# EXTRACTIVE SUMMARIZATION

#### Dependencies

* To avoid dependency issues, install the following versions

Python = 3.6.9 <br>
torch==1.7.0 <br> 
spacy==2.3.1 <br>
bert-extractive-summarizer <br>

In [54]:
from summarizer import Summarizer
import traceback 
import re

### Parsing SRT files

In [7]:
def subtitle_to_textblob(subtitle_file):

    input_text_list = list()
    input_times_list = list()

    count = 0
    with open(subtitle_file, 'r') as fp:
        input_lines = fp.readlines()
        for line in input_lines:
            line = line.strip()

            # print('Count ', count)
            if (line):
                # Process line numbers
                if (count == 0):
                    count += 1
                elif (count == 1):
                    input_times_list.append(line)
                    count += 1
                elif (count == 2):
                    input_text_list.append(line)
                    count = 0
    return input_text_list, input_times_list

In [8]:
def extractive_summarization(input_text, num_sentences, debug=False):

    model = Summarizer()
    output_text = model(input_text, num_sentences=num_sentences-1)
    
    if (debug):        
        print('----------------- TOP',str(num_sentences),'SENTENCES -----------------')
        print(output_text)
        print('----------------------------------------------------')
        
    return output_text

In [55]:
def extracted_text_to_output(input_text, output_text, output_file, input_times_list, time_delimiter):
    
    try:
        extracted_sentences = re.split(r'[.!?\n]\s*',output_text.strip())
        print('Size of times list: ', len(input_times_list))

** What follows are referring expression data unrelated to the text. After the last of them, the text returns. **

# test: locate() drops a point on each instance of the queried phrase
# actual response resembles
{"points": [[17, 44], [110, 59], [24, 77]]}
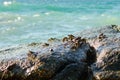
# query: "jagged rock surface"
{"points": [[106, 41], [67, 60]]}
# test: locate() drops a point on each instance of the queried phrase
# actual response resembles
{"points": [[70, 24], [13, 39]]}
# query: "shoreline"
{"points": [[105, 40]]}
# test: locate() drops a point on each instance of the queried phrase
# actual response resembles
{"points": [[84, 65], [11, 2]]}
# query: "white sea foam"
{"points": [[7, 3]]}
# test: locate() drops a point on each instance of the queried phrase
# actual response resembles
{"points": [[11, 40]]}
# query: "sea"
{"points": [[27, 21]]}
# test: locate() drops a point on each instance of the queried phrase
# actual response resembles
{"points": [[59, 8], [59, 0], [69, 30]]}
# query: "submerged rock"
{"points": [[68, 60]]}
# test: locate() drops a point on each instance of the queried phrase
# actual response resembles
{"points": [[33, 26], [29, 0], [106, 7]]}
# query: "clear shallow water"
{"points": [[26, 21]]}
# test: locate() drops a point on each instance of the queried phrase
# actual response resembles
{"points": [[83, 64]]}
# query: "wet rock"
{"points": [[57, 61], [106, 41]]}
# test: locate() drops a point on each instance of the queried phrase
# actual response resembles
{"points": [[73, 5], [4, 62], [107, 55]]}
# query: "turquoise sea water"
{"points": [[26, 21]]}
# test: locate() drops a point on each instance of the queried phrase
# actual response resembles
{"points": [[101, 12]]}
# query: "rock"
{"points": [[106, 41], [68, 60]]}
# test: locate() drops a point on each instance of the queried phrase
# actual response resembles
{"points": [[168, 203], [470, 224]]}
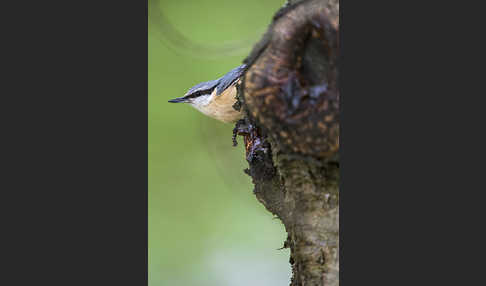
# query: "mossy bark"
{"points": [[291, 99]]}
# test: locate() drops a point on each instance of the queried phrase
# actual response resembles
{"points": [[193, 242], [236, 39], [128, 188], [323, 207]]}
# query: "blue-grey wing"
{"points": [[203, 86]]}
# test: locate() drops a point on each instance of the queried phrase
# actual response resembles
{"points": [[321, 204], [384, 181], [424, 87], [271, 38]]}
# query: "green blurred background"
{"points": [[205, 225]]}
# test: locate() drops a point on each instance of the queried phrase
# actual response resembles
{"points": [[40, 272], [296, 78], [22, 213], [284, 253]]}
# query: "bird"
{"points": [[215, 98]]}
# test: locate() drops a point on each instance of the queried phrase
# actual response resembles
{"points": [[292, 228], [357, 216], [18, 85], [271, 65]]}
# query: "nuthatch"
{"points": [[216, 98]]}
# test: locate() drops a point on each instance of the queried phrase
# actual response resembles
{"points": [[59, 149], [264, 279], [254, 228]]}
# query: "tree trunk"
{"points": [[291, 131]]}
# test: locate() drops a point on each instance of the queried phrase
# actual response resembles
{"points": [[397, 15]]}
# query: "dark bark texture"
{"points": [[291, 132]]}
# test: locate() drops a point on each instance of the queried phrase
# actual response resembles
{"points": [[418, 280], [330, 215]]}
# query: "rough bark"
{"points": [[291, 99]]}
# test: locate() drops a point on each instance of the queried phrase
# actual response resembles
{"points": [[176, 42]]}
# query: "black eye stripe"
{"points": [[199, 93]]}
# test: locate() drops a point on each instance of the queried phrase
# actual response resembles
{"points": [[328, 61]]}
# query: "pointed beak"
{"points": [[179, 99]]}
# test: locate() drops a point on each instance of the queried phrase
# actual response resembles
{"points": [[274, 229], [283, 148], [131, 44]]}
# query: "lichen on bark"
{"points": [[290, 97]]}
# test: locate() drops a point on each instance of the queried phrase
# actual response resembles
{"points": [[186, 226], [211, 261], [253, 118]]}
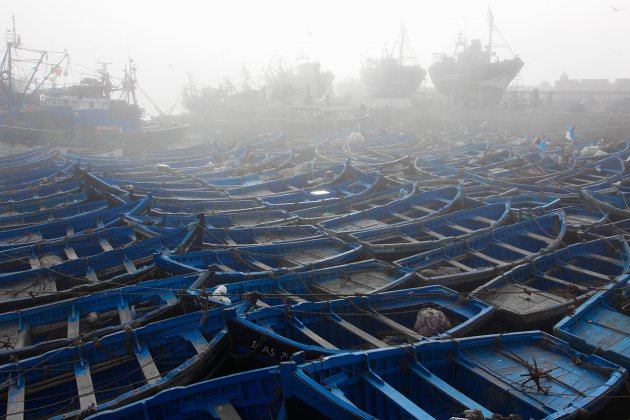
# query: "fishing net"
{"points": [[430, 322]]}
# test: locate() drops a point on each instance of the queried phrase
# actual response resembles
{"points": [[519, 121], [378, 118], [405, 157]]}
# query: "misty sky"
{"points": [[212, 39]]}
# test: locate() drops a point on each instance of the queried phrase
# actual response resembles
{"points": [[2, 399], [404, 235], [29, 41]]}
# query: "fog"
{"points": [[211, 40]]}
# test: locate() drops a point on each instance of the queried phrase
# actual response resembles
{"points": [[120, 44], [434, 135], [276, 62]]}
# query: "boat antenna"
{"points": [[401, 47], [490, 31], [53, 70]]}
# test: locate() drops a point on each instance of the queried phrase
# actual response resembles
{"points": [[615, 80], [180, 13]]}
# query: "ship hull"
{"points": [[138, 140], [391, 82], [476, 84]]}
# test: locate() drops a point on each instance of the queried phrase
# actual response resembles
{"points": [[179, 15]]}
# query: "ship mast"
{"points": [[490, 31], [401, 47]]}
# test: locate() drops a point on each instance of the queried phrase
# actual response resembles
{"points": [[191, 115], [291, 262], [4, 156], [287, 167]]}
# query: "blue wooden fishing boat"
{"points": [[580, 218], [116, 369], [412, 208], [217, 238], [354, 278], [57, 187], [601, 325], [116, 267], [526, 374], [551, 285], [46, 203], [54, 252], [265, 260], [49, 215], [70, 226], [621, 227], [528, 205], [32, 331], [614, 203], [228, 219], [217, 205], [271, 335], [383, 194], [464, 264], [313, 177], [249, 395], [354, 183], [396, 242]]}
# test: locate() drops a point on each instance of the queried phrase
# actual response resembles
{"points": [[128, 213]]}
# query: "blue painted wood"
{"points": [[94, 315], [464, 264], [123, 367], [399, 241], [363, 277], [271, 335], [492, 373], [601, 325], [93, 273], [415, 207], [76, 224], [551, 285], [263, 260]]}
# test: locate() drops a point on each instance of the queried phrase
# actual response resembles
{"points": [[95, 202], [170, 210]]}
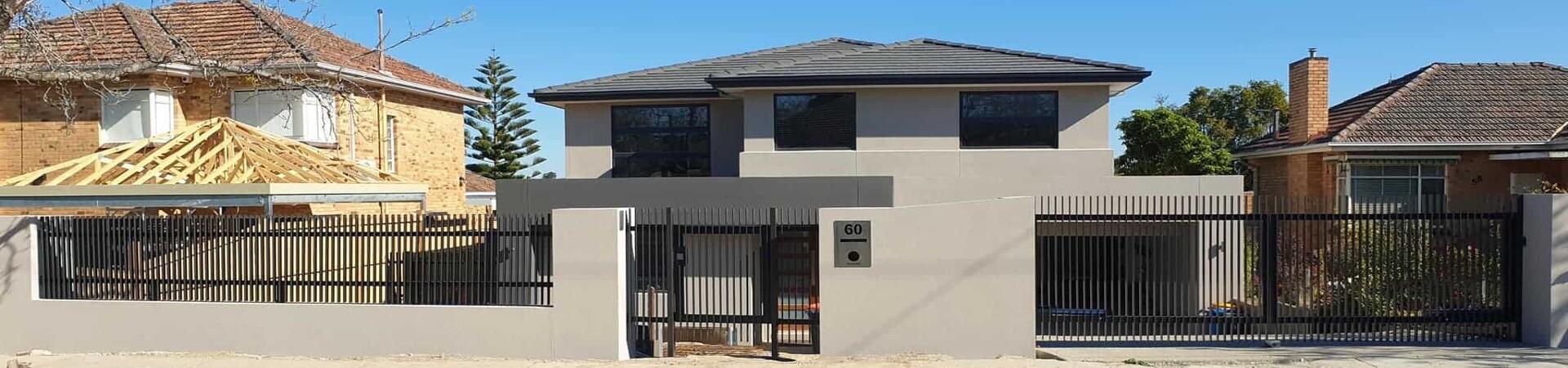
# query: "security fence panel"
{"points": [[1242, 267], [434, 260]]}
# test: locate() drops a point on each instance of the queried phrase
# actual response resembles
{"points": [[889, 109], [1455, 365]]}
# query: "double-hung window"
{"points": [[661, 141], [136, 114], [1396, 187], [1007, 120], [814, 122], [295, 114]]}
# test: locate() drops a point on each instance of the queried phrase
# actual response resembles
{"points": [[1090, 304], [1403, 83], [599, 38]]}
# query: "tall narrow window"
{"points": [[814, 122], [391, 150], [136, 114], [295, 114], [1392, 187], [661, 141], [1007, 120]]}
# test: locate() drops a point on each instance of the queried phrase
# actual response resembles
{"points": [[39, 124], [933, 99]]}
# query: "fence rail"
{"points": [[433, 260], [1239, 267]]}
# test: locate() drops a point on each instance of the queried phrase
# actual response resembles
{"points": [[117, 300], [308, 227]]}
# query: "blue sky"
{"points": [[1183, 43]]}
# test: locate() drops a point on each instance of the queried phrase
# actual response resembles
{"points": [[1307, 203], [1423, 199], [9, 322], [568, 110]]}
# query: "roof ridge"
{"points": [[1026, 54], [707, 61], [305, 52], [1414, 78], [927, 41], [789, 61]]}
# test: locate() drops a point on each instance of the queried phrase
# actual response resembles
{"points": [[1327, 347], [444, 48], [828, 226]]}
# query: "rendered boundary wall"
{"points": [[586, 323], [1545, 279], [952, 279]]}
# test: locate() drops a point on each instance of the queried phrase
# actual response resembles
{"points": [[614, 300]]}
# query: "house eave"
{"points": [[1344, 146], [400, 83], [184, 70], [930, 79]]}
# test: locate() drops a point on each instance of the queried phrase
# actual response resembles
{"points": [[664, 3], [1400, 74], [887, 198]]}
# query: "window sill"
{"points": [[800, 150], [1009, 148]]}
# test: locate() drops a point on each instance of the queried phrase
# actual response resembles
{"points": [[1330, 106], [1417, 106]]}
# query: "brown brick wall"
{"points": [[1307, 175], [35, 134]]}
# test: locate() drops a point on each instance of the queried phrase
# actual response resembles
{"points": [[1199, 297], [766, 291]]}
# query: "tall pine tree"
{"points": [[501, 139]]}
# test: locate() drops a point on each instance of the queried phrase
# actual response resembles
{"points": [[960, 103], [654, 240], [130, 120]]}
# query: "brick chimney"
{"points": [[1308, 98]]}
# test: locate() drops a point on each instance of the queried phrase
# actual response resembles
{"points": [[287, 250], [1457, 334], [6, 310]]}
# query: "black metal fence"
{"points": [[434, 260], [1237, 267], [725, 280]]}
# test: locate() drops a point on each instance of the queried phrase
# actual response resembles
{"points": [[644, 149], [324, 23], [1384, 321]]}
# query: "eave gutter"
{"points": [[182, 70], [1343, 146], [400, 83], [930, 79], [548, 96]]}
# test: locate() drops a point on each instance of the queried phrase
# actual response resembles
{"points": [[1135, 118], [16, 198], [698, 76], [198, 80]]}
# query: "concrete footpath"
{"points": [[1319, 356], [1068, 357]]}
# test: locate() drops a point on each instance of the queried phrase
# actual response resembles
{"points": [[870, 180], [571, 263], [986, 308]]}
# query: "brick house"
{"points": [[380, 112], [1429, 137]]}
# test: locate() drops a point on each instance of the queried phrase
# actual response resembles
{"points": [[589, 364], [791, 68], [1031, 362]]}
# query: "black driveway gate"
{"points": [[733, 282], [1235, 267]]}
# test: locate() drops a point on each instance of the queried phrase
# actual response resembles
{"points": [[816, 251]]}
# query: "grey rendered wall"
{"points": [[933, 189], [587, 304], [538, 195], [915, 132], [1545, 288], [588, 151], [947, 279]]}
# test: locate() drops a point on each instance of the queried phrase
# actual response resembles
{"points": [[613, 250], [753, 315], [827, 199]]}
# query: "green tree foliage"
{"points": [[1164, 142], [501, 139], [1236, 114]]}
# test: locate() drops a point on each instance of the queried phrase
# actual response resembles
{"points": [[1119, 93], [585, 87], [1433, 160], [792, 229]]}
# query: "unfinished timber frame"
{"points": [[216, 163]]}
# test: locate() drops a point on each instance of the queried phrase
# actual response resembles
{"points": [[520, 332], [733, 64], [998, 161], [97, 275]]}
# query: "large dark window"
{"points": [[1007, 120], [659, 141], [814, 122]]}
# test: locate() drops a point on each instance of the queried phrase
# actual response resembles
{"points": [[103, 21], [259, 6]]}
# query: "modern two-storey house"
{"points": [[903, 123], [841, 123]]}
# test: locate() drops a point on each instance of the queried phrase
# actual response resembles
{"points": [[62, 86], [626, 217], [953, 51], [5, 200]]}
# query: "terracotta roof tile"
{"points": [[1446, 102], [475, 183], [231, 32]]}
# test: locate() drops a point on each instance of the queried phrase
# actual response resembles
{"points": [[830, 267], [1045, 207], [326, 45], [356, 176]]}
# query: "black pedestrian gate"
{"points": [[1236, 267], [729, 282]]}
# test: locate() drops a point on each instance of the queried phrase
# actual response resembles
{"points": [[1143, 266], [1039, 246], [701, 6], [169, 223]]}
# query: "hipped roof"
{"points": [[231, 32]]}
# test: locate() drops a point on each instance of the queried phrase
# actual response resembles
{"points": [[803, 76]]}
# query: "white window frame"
{"points": [[1348, 180], [157, 114], [311, 115], [391, 145]]}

        with open(op_file, 'w') as fp:

            for sentence in extracted_sentences:

                sentence = sentence.strip()

                if (sentence):

                    # print(sentence)
                    search_list = list(sentence.split())

                    end_char_index = input_text.find(sentence)
                    start_word_index = len(input_text[:end_char_index].split())
                    end_word_index = start_word_index + len(search_list)-1
                    
                    # print(end_char_index, start_word_index, end_word_index)
                    
                    # print(start_word_index, end_word_index)

                    start_ip_time = input_times_list[start_word_index].split(time_delimiter)[0].strip()
                    # print(start_ip_time)

                    end_ip_time = input_times_list[end_word_index].split(time_delimiter)[1].strip()
                    # print(end_ip_time)

                    fp.write(start_ip_time+time_delimiter+end_ip_time+time_delimiter+sentence+'\n')
    except:
        print('Exception in extracted_text_to_output()')
        traceback.print_exc()

In [39]:
def extract_from_output_text(input_file, output_file, output_text_file, num_sentences):

    try:
        time_delimiter = '-->'

        input_text_list, input_times_list = subtitle_to_textblob(input_file)

        input_text = ' '.join(input_text_list)
        # print(input_text)
        output_text = ''
        
        with open(output_text_file, 'r') as fp:
            output_text = fp.read()
            
        extracted_text_to_output(input_text, output_text, output_file, input_times_list, time_delimiter)
        print('Output with timestamps written to ', output_file)
            
    except:
        print('Exception in extract()')
        traceback.print_exc()

In [58]:
num_sentences_list = [15]
input_file = 'data/podcast__transcription_test.srt'

for num_sentences in num_sentences_list:
    output_text_file = input_file.split('.')[0] + '_optext_' + str(num_sentences) + '.txt'
    output_file = input_file.split('.')[0] + '_op_' + str(num_sentences) + '.txt'
    
    extract_from_output_text(input_file, output_file, output_text_file, num_sentences)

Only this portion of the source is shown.